Reinventing the Wheel (at a Goodyear Plant)
Yesterday, Amy Slowthower shared her well-earned frustrations about the expensive, tiresome process of developing a new teacher evaluation system for DPS. I feel her pain; there’s nary an aspect of school reform where there aren’t people taking forever and a day to come up with some new plan, and squandering millions of dollars as they dither.
What I don’t understand is why we feel it’s necessary for DPS to come up with a new teacher evaluation system in the first place.
When I first learned about Denver’s teacher evaluation system, I was actually very impressed. The current system identifies five performance standards on which teachers are assessed (instruction, assessment, curriculum & planning, learning environment, and professional responsibilities). Each standard has between three and five expectations to be met, suggested indicators for each expectation, and a rubric to gauge whether teachers are not meeting, developing, meeting, or exceeding expectations for each standard. There is a space for teachers to enter self-comments, and their reflections on how they address each professional standard. There is also a summary of evidence journal administrators are supposed to gather and complete to justify the ratings they give in each area. Before the final evaluation is submitted, teachers and administrators are expected to meet to discuss any discrepancies in their respective perceptions of the teacher’s performance.
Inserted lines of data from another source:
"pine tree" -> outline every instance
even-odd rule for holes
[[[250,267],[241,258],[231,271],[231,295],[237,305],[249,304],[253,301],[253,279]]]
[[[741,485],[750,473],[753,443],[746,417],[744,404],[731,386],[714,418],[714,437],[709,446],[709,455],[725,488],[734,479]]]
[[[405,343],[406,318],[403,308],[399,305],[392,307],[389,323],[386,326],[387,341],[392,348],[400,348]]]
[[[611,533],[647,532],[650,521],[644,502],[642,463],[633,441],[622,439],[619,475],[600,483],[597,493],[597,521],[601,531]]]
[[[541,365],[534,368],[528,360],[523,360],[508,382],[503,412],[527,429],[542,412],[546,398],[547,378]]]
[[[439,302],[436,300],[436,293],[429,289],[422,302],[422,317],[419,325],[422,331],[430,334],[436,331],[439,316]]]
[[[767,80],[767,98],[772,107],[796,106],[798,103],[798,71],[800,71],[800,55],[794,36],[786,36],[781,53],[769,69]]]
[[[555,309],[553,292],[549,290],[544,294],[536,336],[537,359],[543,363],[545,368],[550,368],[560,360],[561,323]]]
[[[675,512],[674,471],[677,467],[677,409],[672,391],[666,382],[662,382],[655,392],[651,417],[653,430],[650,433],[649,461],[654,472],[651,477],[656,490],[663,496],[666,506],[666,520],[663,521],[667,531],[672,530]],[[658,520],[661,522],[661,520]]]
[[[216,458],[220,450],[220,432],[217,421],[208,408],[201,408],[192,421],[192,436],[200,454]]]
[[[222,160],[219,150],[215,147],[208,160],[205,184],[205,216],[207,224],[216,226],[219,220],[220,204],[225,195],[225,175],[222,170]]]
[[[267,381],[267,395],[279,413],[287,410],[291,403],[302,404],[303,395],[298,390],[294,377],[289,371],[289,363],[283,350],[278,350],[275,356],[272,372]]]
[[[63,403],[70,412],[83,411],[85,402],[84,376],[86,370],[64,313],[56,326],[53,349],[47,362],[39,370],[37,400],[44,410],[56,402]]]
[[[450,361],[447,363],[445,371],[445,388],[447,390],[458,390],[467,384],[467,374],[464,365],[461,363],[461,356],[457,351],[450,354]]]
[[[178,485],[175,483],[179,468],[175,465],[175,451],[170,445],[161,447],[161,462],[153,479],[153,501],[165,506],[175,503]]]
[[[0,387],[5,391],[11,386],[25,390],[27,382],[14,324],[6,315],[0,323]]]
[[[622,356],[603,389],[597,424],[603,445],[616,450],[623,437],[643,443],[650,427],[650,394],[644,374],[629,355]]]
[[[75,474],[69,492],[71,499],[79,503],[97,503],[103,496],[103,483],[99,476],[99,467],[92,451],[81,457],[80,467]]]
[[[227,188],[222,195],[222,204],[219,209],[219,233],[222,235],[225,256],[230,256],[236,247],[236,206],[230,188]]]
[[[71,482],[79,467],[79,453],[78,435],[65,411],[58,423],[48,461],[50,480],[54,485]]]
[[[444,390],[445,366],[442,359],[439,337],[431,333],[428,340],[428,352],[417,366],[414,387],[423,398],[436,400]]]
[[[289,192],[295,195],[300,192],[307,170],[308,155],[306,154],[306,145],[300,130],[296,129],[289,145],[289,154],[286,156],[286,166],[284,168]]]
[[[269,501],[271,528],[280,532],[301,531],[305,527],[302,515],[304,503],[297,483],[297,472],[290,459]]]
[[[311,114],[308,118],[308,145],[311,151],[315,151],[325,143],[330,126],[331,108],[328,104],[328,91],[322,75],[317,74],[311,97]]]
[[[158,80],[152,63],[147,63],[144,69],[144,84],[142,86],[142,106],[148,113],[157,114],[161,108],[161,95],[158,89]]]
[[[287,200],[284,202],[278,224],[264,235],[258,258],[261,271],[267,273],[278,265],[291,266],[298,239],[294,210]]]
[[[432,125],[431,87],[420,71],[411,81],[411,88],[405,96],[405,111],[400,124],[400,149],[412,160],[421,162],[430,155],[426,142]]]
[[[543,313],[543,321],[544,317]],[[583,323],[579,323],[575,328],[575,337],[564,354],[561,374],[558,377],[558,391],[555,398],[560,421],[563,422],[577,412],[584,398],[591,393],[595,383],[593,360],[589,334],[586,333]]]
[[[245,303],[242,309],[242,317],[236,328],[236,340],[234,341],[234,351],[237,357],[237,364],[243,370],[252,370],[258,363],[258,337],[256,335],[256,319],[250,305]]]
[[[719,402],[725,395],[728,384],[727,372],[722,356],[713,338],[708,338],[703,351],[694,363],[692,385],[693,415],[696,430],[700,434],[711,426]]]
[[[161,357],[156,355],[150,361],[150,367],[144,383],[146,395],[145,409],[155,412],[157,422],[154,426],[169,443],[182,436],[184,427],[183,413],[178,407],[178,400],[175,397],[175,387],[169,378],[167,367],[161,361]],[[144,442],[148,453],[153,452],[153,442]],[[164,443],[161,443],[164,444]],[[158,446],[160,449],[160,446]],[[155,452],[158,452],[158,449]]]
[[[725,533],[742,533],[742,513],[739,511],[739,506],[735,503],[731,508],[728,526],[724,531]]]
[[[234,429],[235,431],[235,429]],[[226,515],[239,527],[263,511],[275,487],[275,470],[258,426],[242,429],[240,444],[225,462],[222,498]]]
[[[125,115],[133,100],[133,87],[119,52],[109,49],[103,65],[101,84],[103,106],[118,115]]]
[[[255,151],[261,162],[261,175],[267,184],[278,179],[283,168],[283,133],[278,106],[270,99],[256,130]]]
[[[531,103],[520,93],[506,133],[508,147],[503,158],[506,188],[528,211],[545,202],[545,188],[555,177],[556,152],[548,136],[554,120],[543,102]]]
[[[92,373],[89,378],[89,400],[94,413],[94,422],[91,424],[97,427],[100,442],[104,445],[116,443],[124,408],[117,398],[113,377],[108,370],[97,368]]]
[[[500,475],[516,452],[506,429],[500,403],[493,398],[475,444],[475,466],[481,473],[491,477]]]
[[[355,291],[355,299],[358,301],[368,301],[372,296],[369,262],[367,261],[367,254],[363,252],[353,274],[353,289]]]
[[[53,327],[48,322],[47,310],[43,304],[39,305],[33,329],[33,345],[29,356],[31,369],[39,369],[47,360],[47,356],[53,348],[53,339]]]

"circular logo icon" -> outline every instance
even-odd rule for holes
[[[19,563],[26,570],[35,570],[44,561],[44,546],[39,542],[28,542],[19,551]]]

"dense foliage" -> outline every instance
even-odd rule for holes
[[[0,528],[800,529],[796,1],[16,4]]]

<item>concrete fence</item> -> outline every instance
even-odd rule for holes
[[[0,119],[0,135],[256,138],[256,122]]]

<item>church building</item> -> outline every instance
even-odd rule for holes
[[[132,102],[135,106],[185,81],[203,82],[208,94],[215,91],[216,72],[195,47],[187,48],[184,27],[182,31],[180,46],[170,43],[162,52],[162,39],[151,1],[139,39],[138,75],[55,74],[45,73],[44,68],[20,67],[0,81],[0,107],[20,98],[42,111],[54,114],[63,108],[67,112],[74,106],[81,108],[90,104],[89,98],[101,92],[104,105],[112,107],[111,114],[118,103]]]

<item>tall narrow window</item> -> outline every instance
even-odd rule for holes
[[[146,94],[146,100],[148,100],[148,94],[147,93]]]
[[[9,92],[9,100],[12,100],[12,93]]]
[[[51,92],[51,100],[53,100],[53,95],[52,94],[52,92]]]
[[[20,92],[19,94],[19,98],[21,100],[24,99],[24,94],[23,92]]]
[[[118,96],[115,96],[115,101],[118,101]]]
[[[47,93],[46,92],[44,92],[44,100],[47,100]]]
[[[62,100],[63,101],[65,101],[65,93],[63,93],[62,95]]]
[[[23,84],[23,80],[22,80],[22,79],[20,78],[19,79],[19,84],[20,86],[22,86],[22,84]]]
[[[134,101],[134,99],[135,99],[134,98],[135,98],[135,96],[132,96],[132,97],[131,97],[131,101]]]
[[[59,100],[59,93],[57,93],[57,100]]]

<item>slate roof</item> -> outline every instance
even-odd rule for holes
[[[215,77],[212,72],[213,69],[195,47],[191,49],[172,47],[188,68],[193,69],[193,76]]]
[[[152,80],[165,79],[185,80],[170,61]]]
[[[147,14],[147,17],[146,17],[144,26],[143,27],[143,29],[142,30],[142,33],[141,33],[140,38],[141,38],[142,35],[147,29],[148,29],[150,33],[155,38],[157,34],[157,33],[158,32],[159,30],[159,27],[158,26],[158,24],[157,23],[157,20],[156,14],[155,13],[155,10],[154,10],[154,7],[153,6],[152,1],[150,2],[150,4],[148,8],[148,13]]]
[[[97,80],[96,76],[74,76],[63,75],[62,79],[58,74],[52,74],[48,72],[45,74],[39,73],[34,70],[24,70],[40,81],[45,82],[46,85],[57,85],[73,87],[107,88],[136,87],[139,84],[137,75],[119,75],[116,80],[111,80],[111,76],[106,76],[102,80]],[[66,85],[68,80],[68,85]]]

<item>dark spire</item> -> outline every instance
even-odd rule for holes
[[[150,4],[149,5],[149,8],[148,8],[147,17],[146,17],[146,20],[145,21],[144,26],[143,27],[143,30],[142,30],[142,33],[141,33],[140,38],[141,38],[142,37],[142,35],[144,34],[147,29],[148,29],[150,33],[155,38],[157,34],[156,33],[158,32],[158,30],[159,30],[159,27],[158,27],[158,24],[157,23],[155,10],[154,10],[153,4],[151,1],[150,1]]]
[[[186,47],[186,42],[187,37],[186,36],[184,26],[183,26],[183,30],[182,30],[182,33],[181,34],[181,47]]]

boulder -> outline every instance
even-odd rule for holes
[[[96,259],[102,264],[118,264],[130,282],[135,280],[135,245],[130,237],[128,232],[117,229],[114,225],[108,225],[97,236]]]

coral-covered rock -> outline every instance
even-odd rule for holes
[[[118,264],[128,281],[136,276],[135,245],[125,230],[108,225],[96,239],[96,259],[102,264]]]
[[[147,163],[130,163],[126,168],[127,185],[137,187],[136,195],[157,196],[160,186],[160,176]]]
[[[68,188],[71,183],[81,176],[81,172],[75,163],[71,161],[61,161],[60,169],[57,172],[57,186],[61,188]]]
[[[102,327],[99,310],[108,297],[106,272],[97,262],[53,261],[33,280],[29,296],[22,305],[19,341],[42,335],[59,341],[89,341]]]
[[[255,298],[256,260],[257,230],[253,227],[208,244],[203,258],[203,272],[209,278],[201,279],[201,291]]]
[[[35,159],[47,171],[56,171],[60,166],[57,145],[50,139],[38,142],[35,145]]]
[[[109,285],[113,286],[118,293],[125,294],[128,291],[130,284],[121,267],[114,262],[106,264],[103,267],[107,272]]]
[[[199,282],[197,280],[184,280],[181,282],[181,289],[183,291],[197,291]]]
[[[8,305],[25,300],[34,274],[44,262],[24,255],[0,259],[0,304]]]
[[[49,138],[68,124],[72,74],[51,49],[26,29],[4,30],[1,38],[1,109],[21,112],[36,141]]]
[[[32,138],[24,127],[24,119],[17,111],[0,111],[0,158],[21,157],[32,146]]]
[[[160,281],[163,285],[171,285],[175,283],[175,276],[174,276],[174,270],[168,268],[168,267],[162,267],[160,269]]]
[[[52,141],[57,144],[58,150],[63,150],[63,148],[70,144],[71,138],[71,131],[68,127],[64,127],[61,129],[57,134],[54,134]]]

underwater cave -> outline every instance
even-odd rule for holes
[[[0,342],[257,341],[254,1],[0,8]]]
The meeting also provides teachers an opportunity to offer more evidence (artifacts, student work, input from peers or parents) of what’s going on in their classroom, and receive feedback they can use to immediately improve their practice.
The system isn’t perfect, of course, though as I look over the forms and standards themselves, the only improvement that immediately comes to mind is to differentiate the Comprehensive Performance Rating at the end. Currently, the only options are “satisfactory” and ‘unsatisfactory,” though the information culled from the rest of the evaluation could easily support an overall rating of “not meeting,” “developing,” “meeting,” or “exceeding”, or whatever terms one likes.
The problem isn’t with the system itself, but the people using it.
For instance, on my most recent evaluation, I was meeting or exceeding expectations in all but one indicator under one standard. Yet the evaluator comments are overwhelmingly negative and demonstrably false. In one area where my performance exceeded expectations (assessment), the evaluator comments are similarly inaccurate, and easily disproven with even the quickest glance at my students’ data (yes, that data, that I try not to focus on, and everyone else claims to value so highly!). Several friends of mine have described similar situations at that and other DPS schools. One DPS teacher even told me he was never observed, but the principal just wrote that he “deemed him to be a competent teacher” and didn’t bother to fill out the rest of the document. That evaluation was enough to grant this third-year teacher non-probationary (“tenured”) status. Some principals don’t bother to have the final meeting, others don’t give teachers their documents in enough time to respond…it’s a mess.
Why does this happen? Because overworked (and/or underhanded) principals know they can put just about anything on those forms and it won’t matter– no one is checking up on them. There is no meaningful oversight in this area– no close reading by the instructional superintendent to check for glaring omissions or inaccuracies, no timely investigation of teachers’ claims of misuse, no central office audits of the accuracy of what has been entered into the record, no nothing. Everything gets signed and kicked to the next location until it eventually lands in a file that’s rarely–if ever– opened. Whatever new system comes out of this current work won’t be any more effective if it suffers the same fate.
The higher-ups at DPS are probably as overwhelmed as the rank-and-file educators they’re supposed to support. But the path to advancement in such a place requires you to be more concerned about keeping up with the latest trendy school reform than stopping to seriously examine and address what’s going on out in the schools. (And why bother with that, anyway? There’s more money to be won from reinventing the wheel than fixing and using the tires you’ve got.)
So they’ve spent ten months, and a few million dollars, working on this. Spend ten years, and a billion dollars if you want. Or don’t. Who cares? Until the “look-busy-and-talk-smooth” culture at 900 Grant changes, it won’t make a whit of difference.